Guinée: la grève des enseignants est suspendue

Salle de classe vide dans un lycée de Conakry en Guinée.
© RFI/Coralie Pierret

En Guinée, la grève des enseignants est suspendue. Depuis presque un mois, les professeurs mobilisés contestaient la nouvelle grille salariale et réclamaient des augmentations de salaire. Pendant 4 semaines, les cours ont été fortement perturbés dans les écoles, collèges et lycées. Deux élèves qui réclamaient la reprise des cours ont même perdu la vie lors de manifestations. Même si aucune négociation avec les autorités n'a été officiellement entamée, c'est après une médiation engagée par les religieux que le mouvement a été levé.

A plusieurs reprises, celui que l'on appelle le général Soumah, le leader de la grève, a rencontré les chefs religieux. Le grand imam et l'archevêque de Conakry sollicitent alors une suspension du mouvement jusqu'à la fin de l'année, le temps pour eux disent-ils de plaider les revendications des enseignants auprès du chef de l'Etat Alpha Condé.

Car depuis le déclenchement de la grève le 13 novembre, c'est un véritable bras de fer qui se joue entre d'un côté la présidence et le ministère de l'Education, de l'autre les enseignants grévistes et leur meneur Aboubacar Soumah.

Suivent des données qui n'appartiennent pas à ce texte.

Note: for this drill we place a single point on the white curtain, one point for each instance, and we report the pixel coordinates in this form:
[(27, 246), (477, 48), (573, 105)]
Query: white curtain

Ce dernier avait d'abord été déclaré dissident par une partie de ses pairs syndicalistes en désaccord avec le mouvement, puis persona non grata par les autorités, car la grève était « illégale et sauvage ».

Il était alors recherché par la police jusqu'au dénouement de la crise ce jeudi. Une assemblée générale s'est tenue devant une centaine de grévistes, d'accords à la majorité pour lever leur mouvement. Pour l'heure, aucune garantie d'une ouverture prochaine de négociations n'a été apportée par les pouvoirs publics.